Sacramento, CA — In a major step toward making household clean energy upgrades more affordable and accessible, the California Public Utilities Commission (CPUC) has authorized Southern California Edison (SCE) to launch California’s first inclusive utility investment pilot from an electric utility. This will allow the utility to invest directly in clean energy upgrades at approximately 200 customer sites, recovering costs through a site-specific monthly charge that is less than the estimated savings from the upgrades.

It’s designed to help households lower energy bills, reduce pollution, and access modern energy technology—without large upfront costs, credit requirements, or homeownership.

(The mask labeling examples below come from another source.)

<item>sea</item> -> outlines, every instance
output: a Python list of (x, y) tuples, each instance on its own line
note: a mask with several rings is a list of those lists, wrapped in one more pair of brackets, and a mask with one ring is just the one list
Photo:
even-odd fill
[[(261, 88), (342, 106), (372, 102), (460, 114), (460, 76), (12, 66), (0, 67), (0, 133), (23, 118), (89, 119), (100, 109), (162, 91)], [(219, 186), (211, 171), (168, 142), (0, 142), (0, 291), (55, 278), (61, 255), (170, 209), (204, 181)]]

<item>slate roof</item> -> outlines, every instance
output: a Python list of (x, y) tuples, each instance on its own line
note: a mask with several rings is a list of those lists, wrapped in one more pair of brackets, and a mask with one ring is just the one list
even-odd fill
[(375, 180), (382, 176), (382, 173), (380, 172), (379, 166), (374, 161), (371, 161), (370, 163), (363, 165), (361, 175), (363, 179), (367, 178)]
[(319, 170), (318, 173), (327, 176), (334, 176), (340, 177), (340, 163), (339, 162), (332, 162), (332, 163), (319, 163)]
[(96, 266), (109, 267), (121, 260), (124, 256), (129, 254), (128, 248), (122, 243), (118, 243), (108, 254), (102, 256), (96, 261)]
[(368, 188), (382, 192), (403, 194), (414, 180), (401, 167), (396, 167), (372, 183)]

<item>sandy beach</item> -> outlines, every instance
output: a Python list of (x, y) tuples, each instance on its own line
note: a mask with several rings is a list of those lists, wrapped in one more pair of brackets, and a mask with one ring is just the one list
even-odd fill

“This decision is about fairness and affordability,” said Matt Flaherty, Director of Building Decarbonization at Clean Energy Works. “The goal is to ensure that clean energy solutions are available to everyone—not just those who can afford high upfront costs or to take on personal debt.”

How Inclusive Utility Investment Works

Under the pilot:

  • Estimated bill savings must exceed costs—utilities only invest in upgrades at a home if they are estimated to save money.
  • Upfront costs are significantly reduced, addressing a major barrier for many households.
  • Renters can participate and benefit directly, a first for many clean energy upgrades.
  • Strong consumer protections are built in, including oversight to ensure savings are real and lasting.
  • Many technologies can be included—such as solar power and battery storage—which can help lower bills and potentially improve reliability during outages.

SCE is expected to finalize its pilot design and open applications within the next 18 months.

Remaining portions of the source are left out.